Opinion
2012-07-5
Christopher Hammond, Cooperstown, for appellant. Tracy's Law Office, Cherry Valley (Dennis B. Laughlin of counsel), for Joette Dane, respondent.
Christopher Hammond, Cooperstown, for appellant. Tracy's Law Office, Cherry Valley (Dennis B. Laughlin of counsel), for Joette Dane, respondent.
William L. Koslosky, Utica, attorney for the child.
Before: PETERS, P.J., SPAIN, MALONE JR., KAVANAGH and GARRY, JJ.
KAVANAGH, J.
Appeal from an order of the Family Court of Otsego County (Lambert, J.), entered June 6, 2011, which dismissed petitioner's application, in a proceeding pursuant to Family Ct. Act article 6, for visitation.
Respondent Karolyn Barker and respondent Steven Allen are the parents of a child born in 2008. Petitioner, who previously lived with Barker and the child and describes himself as the child's nonbiological father, then petitioned for visitation. Family Court dismissed the petition for failure to state a cause of action. Family Court then granted joint custody of the child to Barker and respondent Joette Dane, the child's maternal grandmother, and granted visitation to Allen. Petitioner now appeals.
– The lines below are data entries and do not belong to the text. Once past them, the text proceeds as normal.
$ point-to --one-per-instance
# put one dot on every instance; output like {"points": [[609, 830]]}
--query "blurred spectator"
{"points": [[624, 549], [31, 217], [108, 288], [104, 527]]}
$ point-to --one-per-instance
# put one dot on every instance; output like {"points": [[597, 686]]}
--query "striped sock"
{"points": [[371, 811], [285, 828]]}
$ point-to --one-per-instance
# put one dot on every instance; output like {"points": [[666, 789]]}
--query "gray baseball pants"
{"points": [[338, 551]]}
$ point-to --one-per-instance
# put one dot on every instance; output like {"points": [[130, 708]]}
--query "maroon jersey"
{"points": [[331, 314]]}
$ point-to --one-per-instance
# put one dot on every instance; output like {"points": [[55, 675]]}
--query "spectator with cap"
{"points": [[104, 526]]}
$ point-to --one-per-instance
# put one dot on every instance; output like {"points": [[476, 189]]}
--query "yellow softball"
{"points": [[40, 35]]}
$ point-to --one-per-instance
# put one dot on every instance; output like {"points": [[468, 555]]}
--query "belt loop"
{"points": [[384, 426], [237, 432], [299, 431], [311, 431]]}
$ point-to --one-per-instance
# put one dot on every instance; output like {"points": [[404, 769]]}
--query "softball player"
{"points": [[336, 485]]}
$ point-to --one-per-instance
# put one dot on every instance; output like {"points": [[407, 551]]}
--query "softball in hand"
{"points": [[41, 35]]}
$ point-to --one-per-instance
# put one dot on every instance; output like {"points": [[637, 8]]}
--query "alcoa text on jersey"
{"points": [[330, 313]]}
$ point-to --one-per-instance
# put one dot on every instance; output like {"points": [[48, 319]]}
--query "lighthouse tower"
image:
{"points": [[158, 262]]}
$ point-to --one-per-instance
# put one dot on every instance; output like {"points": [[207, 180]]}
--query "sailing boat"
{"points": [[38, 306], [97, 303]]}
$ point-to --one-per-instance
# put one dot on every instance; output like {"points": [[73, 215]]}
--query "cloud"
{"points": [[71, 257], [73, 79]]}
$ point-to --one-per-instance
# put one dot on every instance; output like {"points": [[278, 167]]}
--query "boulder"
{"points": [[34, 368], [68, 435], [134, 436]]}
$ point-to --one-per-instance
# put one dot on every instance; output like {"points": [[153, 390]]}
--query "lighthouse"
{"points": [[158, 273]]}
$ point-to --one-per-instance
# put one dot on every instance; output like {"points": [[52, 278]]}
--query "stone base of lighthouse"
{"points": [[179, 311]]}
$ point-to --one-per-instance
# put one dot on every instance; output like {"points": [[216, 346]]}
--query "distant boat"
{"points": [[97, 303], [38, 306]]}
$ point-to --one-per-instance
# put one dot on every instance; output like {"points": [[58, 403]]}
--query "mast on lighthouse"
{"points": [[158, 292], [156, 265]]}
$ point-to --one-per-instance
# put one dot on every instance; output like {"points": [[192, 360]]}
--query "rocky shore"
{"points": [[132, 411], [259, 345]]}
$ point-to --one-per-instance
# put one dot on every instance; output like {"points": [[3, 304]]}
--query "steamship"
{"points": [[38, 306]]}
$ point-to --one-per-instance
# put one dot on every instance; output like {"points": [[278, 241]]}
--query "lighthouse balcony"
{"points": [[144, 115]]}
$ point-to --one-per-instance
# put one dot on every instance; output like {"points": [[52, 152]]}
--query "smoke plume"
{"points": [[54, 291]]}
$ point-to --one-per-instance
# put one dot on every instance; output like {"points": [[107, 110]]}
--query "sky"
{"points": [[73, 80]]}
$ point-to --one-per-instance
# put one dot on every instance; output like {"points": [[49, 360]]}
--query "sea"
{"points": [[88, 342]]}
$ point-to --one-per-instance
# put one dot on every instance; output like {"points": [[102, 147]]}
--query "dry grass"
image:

Although petitioner acknowledges his lack of a biological relationship to the child, he argues that because he had a longstanding relationship with the child and was previously granted joint custody and visitation, the doctrine of equitable estoppel requires Family Court to consider the child's best interests in ruling on his visitation petition. However, the Court of Appeals has recently reiterated that a nonbiological, nonadoptive parent does not have standing to seek visitation when a biological parent who is fit opposes it, and that equitable estoppel does not apply in such situations even where the nonparent has enjoyed a close relationship with the child and exercised some control over the child with the parent's consent ( see Debra H. v. Janice R., 14 N.Y.3d 576, 589–597, 904 N.Y.S.2d 263, 930 N.E.2d 184 [2010],cert. denied––– U.S. ––––, 131 S.Ct. 908, 178 L.Ed.2d 749 [2011];Matter of Alison D. v. Virginia M., 77 N.Y.2d 651, 656–657, 569 N.Y.S.2d 586, 572 N.E.2d 27 [1991];Matter of Hayley PP. [Christal PP.—Cindy QQ.], 77 A.D.3d 1133, 1135, 909 N.Y.S.2d 197 [2010],lvs. denied15 N.Y.3d 716, 917 N.Y.S.2d 106, 942 N.E.2d 317 [2010] ). Accordingly, the petition was properly dismissed.
ORDERED that the order is affirmed, without costs.